Une récente étude menée à l'échelle européenne révèle que près de 30 % des étudiants français confessent grignoter tout au long de la journée. Cette tendance, exacerbée par la fatigue, le stress et le manque de lumière, souligne une vulnérabilité particulière face aux pulsions alimentaires. En particulier, les femmes semblent plus sujettes au blues hivernal, ce qui peut les rendre plus enclines à céder aux envies. En France, les étudiants sont en tête de ce phénomène, avec 28 % d'entre eux avouant grignoter régulièrement, contre seulement 12 % pour le reste de la population.
Les comparaisons internationales
Ce phénomène ne se limite pas aux frontières françaises. Les étudiants allemands, par exemple, dépassent leurs homologues français avec 42 % d'entre eux admettant avoir des envies compulsives de sucré ou de salé entre les repas. Ce constat ouvre la question d'une potentielle méconnaissance des recommandations nutritionnelles chez les étudiants.
Grignotage : une habitude à double tranchant
Cela dit, le grignotage semble être davantage une réponse au stress, notamment lors des périodes d'examen, qu'un simple manque d'information sur les enjeux nutritionnels. En effet, environ un tiers des étudiants français se disent conscients des valeurs nutritionnelles des aliments qu'ils consomment. De plus, 66 % des sondés affirment suivre les conseils des nutritionnistes.

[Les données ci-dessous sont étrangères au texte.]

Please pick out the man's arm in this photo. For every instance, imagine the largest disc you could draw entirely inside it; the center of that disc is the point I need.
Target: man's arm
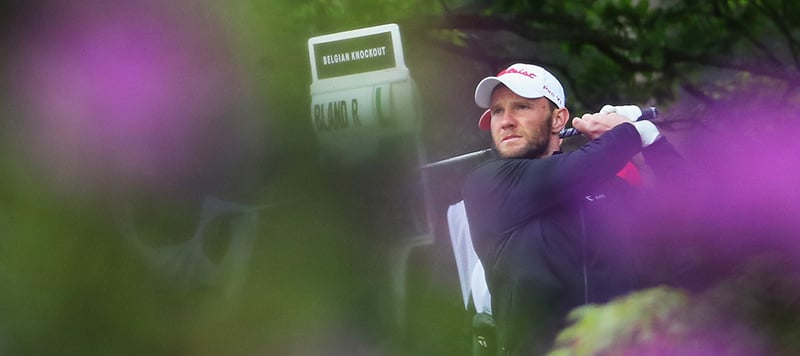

Cependant, cette pratique peut rapidement devenir problématique. Un grignotage excessif peut engendrer un cercle vicieux, augmentant les risques de surpoids, de diabète ou de cholestérol. Pour ceux qui peinent à maîtriser ces pulsions, certaines méthodes comme le Swish (s'inspirant de la Programmation Neurolinguistique), la sophrologie ou encore la pleine conscience peuvent apporter une aide précieuse.
*Cette étude a été réalisée dans onze pays européens, incluant la France, auprès de 1 030 participants âgés de 16 à 50 ans et plus.